Major Record Label Fever - Run For Your Life
Regardless of where any of us actually work as guitarists, there usually comes a time when many of us dream of wearing the major label tour coat (perhaps one with a pretty rainbow on it). Yes, many of us dream of making millions and millions of dollars, driving fast cars, and touring the world with adoring fans screaming and scrambling just to get a glimpse of us. For most, these dreams come with the territory. It's only natural. Further, for some of us, those dreams, sometimes, turn into reality.
For the past few years the music industry has experienced several changes. This transition has occurred as result of several factors. In short, the major labels are no longer the only game in town.
Years ago, artists began to become disillusioned with the politics of the major labels.

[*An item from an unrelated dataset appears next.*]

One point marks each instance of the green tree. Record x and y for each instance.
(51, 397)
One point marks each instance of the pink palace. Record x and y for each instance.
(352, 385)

After all, the majors (back when; the 70's 80's & most of the 90's) were viewed by most, as the all-mighty. They were generally thought of, by many artists, as the answer to everything and thus, the major labels dictated the way everything happened in the music industry. From song publishing, recording, and promotion, distribution, and licensing (and much more), the major record labels controlled almost every aspect of the music industry. It was either their way, or the highway. Sadly, many artists bought into this philosophy. Especially those who were new to the music scene. Some artists were successful while others literally stood in the background waiting for the major label to promote them. The superstars always received the big budgets for recording, promotion and distribution. The newcomers were forced to play in smaller clubs in order to survive.
Indie labels (independent record labels) started to emerge (80's and 90's) simply because artists eventually tired of constantly attempting to jump through the political and contractual hoops required by the major labels (and yes, many other reasons). The general music population, once again, stood up and did something about their particular circumstances. Frankly, we should be glad they did. Because of that revolution, artists new to the music scene now have a chance to have their music heard. That is, if they're quick enough, good enough, and educated enough.
We all remember the old congressional scandal (years ago) pertaining to the $35,000.00 hammer that was sold to the military and our tax dollars paid for it? Who can forget the million dollar budget that Congress allowed to a company so that they could discover how fast Ketchup came out of a bottle? We're getting close to how the major label operates folks.
Just think, for only Five Hundred Thousand (or thereabouts) Dollars, almost anyone can make an album at one of the major labels (presuming one actually jumps through the hoops) and even wear their beautiful tour coat. Just remember though, all of this money is owed back to the label! Their personnel doesn't work for free. Then there's promotion, advertising, and let's not forget the staff CPA who sits on the third floor of the label's corporate office, keeping track of every single dime that the label spends (inflates).
In reality, for approximately $50,000.00 (or less), the right talent, producers, arrangers, engineers, promotion, and other essential personnel, anyone (with talent) can create a musical project that will rival anything that a major label can produce. Now, the major (or minor depending on the point of view) labels don't want us to know this. Why? Because they lose money every time a talented artist chooses to remain independent and actually becomes successful.
Probably some readers are thinking that this particular proposition is impossible. However, it's not impossible. In fact, it's done daily throughout the world. Smart people find ways. Independent is a wonderful word. It means self-governing.
If something needs to be done, in most cases, it's best to do it ourselves. Waiting for someone to come along and do it for us (especially in the music industry) is a policy that is long gone. If we wait, it's not likely to happen. There is absolutely nothing that a major label can do for us that we can't do for ourselves. Yes, money is an issue. However, presuming that sufficient knowledge, finances, and personnel are all in place, independence in music is very achievable.
The starting point for everyone is to LEARN the industry. Learn about publishing, licensing, copyright, manufacturing, radio air-play, sales, promotion, etc. How can one ever hope to progress and succeed in the music industry if the realities and legalities are unknown? In short, a seamless defense is the best offense!
Own everything! Copyrights, patents, songwriting, publishing rights, art work, your own production corporation, record label, etc. Own it all, lock, stock and barrel. In the end, you'll be so glad that you did. This is not for everyone though. Only those with a superb business savvy can play at this level.
As one can see, it's not enough to be a great guitar player, musician, writer, etc. It takes a lot more. A whole lot more.
The next time any of us decide to drop $50,000.00 on a fancy car, remember this article. That same $50,000.00 could very well put us on the charts. If it doesn't, then all of us had better be prepared to do it all over again and again and again. This is the way it works. Quitting is not an option! Besides, quitting is the absolute surest and fastest way to fail.